FIG. 3. PCR/ESI-MS analysis of S. aureus isolates obtained from geographically distinct hospital collections. (A) Radial plot of results from genotyping and characterization of 240 S. aureus isolates from JHH. The area of each wedge corresponds to the number (more ...)
Sensitivity and specificity of PCR/ESI-MS with respect to phenotypes for Johns Hopkins isolates
S. aureus isolates obtained from the University of Arizona were also characterized by PCR/ESI-MS, and the data compared to results from conventional culture methods for species identification and antimicrobial resistance as shown in Fig. . PCR/ESI-MS spectra from the tufB and nuc gene-targeting primers showed the characteristic spectral signatures for S. aureus, with no variation in base composition from the canonical signatures.
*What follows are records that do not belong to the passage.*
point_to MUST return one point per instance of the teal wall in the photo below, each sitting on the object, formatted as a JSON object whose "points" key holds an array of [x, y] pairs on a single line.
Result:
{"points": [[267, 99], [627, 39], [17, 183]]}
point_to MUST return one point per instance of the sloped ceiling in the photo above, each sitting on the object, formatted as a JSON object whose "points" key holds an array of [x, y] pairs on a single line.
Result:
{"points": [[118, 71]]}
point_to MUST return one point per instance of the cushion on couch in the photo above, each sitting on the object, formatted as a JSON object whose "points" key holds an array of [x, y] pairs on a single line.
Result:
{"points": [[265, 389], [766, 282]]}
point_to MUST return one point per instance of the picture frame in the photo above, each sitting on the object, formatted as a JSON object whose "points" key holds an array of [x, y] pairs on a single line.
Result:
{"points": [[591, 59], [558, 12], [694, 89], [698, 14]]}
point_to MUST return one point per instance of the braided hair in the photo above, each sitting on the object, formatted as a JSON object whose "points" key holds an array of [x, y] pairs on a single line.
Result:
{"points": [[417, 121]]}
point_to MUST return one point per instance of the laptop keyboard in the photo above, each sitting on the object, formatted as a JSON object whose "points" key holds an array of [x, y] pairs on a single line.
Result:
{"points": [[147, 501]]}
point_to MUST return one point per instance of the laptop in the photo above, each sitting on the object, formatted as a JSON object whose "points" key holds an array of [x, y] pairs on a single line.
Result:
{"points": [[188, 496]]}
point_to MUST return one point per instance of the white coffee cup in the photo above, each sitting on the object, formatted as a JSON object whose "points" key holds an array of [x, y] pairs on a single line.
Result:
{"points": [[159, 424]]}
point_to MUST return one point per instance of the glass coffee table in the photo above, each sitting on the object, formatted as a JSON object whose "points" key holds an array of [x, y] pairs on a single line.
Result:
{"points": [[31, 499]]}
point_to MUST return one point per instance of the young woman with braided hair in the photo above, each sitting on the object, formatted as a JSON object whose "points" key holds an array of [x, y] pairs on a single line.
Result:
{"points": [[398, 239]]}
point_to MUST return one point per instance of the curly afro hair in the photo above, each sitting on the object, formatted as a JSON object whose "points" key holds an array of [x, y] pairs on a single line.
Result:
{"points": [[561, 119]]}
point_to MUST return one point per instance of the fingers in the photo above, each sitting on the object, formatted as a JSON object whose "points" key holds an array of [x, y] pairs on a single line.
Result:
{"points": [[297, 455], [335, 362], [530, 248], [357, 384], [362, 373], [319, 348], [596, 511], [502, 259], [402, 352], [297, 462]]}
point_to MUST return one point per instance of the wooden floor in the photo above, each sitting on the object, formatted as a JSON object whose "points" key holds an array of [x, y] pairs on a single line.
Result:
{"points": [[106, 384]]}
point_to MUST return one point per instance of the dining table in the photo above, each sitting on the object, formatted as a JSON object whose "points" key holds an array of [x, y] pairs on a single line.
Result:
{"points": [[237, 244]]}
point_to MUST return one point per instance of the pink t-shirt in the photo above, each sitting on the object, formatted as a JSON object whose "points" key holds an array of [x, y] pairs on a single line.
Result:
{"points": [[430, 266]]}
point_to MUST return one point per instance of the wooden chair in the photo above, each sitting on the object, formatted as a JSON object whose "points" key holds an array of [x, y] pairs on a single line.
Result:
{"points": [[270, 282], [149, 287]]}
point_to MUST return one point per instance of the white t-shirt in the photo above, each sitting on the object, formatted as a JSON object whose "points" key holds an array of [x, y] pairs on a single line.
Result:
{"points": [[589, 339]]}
The 47 S. aureus isolates comprised six PCR/ESI-MS types and three clonal complexes, predominantly CC5 and CC8. All but one of the isolates contained the lukE-lukD operon. Isolates belonging to CC5 (e.g., USA100) were PVL negative, and all but one of the isolates belonging to CC8 (e.g., USA300 and USA500) were PVL positive. The mecA gene was present in 42 of 47 isolates (89%), the ermA gene was present in 36 (77%), and the ermC gene was present in 4 isolates (9%); 3 of the 4 were both ermA and ermC positive. The presence of the mecA gene correlated with in vitro cefoxitin resistance for all 47 isolates. Of the 37 isolates that contained either an ermA or ermC gene, all but 2 were erythromycin resistant; however, as was observed with the CDC and JHH isolates, the absence of ermA or ermC did not ensure erythromycin susceptibility. Of the 10 ermA- and ermC-negative isolates, only 2 were susceptible to erythromycin. Of the 47 isolates, only 1 had the mupA gene; this isolate was confirmed to be mupirocin resistant in vitro. The other isolates were mupirocin susceptible.